阿川:“回姑娘,昨兒夜裏子時七姑娘去了禮郡王府,去了不到一個時辰就回來了,回來的時候,是被人架著從轎子裏出來的。這些消息是太子的人說的。”

溫然點點頭,宵禁期間,常四的人探聽不到。

之後藍戈之前留在正大糧行的人,有這個功夫。

“行了,下去吧,下面的消息給我捂死了。
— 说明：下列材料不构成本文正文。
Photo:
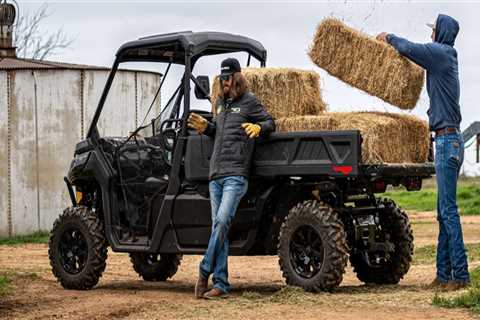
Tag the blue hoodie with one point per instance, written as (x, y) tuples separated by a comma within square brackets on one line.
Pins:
[(439, 59)]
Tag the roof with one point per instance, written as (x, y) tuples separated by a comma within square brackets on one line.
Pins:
[(471, 131), (172, 46), (29, 64)]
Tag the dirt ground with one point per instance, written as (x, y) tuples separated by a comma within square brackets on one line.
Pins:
[(258, 290)]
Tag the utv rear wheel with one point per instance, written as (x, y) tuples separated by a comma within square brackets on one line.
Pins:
[(312, 247), (397, 226), (77, 249), (155, 267)]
等會兒,我進宮去,秦氏若是來了,就說我進宮不知何時回來。”

阿川不明白,點點頭應了一聲,下去了。

翠屏問道:“姑娘,您怎麽會知道秦氏會來找您?”

溫然道:“你道為何溫柔是被架著出轎子的,她定是被魏天禹餵藥墮胎了。”

翠屏不解:“可七姑娘並未真的有孕啊。”

溫然細心解釋:“這墮胎藥大多都有一味藥,名為碎骨子,是極寒的藥材,溫柔才十四歲,無端喝了這藥,身子也定受損傷,腹痛見紅是正常的。秦氏不敢聲張,不敢請外面的醫師,她自然會來請我。”

翠屏這才明白過來,“奴婢這就去拿衣裳。”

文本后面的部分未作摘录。